Hi everyone, Just wanna know how does the the unit vector become in that form: [itex]\vec{n}=\frac{2x\vec{i}+2y\vec{j}}{\sqrt{(2x)^{2}+(2y)^{2}}}=\frac{x \vec{i}+y \vec{j}}{4}[/itex]
As far as I know, the unit vector or the normal vector is the vector divided by its magnitude. But that's not what I need to know, what I need to know is the manipulation that occurred. [itex]\vec{n}=\frac{2x\vec{i}+2y\vec{j}}{\sqrt{(2x)^{2}+(2y)^{2}}}=\frac{2(x \vec{i}+y\vec{j})}{\sqrt{4(x^{2}+y^{2}})}=\frac{2(x \vec{i}+y\vec{j})}{2\sqrt{(x^{2}+y^{2}})}=\frac{x \vec{i}+y\vec{j}}{\sqrt{x^{2}+y^{2}}}[/itex] That's my best. :Z
But how did it end up like this form: [itex]\frac{x \vec{i}+y \vec{j}}{4}[/itex] And I've found something similar in Thomas Calculus: Is [itex]y^{2} + z^{2}[/itex] equal to 1 or something? much like [itex]sin^{2}\theta + cos^{2}\theta = 1 [/itex]
Okay, but clearly that isn't where the gradient in the original post came from. So if you want to know what happened in post #3 (why x^{2} + y^{2} = 1) then you need to state the original problem.

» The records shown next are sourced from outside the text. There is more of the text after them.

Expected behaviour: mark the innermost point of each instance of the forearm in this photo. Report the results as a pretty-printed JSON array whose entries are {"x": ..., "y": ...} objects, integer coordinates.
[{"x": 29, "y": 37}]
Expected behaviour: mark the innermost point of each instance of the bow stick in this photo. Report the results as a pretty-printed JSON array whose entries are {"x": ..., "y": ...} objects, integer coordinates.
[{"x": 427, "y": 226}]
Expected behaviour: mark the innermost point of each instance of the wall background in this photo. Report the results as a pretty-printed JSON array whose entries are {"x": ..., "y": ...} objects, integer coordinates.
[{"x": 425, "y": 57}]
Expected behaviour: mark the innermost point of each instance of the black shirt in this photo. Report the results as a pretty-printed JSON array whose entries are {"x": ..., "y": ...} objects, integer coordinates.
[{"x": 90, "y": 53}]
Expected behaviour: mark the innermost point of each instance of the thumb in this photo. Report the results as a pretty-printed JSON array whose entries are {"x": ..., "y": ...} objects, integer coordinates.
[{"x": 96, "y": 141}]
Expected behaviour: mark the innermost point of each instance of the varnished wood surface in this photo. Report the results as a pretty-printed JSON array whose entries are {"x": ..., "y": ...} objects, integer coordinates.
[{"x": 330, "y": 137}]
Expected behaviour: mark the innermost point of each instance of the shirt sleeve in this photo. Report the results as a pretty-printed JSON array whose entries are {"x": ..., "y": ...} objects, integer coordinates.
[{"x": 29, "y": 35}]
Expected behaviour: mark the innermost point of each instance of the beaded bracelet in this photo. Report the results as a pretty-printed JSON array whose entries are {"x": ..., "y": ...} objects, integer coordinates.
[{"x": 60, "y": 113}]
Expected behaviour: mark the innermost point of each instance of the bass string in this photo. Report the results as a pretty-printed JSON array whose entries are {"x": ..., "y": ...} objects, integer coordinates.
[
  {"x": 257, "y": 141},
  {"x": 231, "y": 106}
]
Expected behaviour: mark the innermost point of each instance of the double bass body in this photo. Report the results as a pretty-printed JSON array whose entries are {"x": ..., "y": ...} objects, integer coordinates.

Sorry, that's not the correct surface, but the surface is [itex]x^{2}+y^{2}=16[/itex]. But I think I've got the idea: [itex]\vec{n}=\frac{x\vec{i}+y \vec{j}}{\sqrt{x^{2}+y^{2}}}=\frac{x\vec{i}+y\vec{j}}{\sqrt{16}}=\frac{x\vec{i}+y\vec{j}}{4}[/itex] right?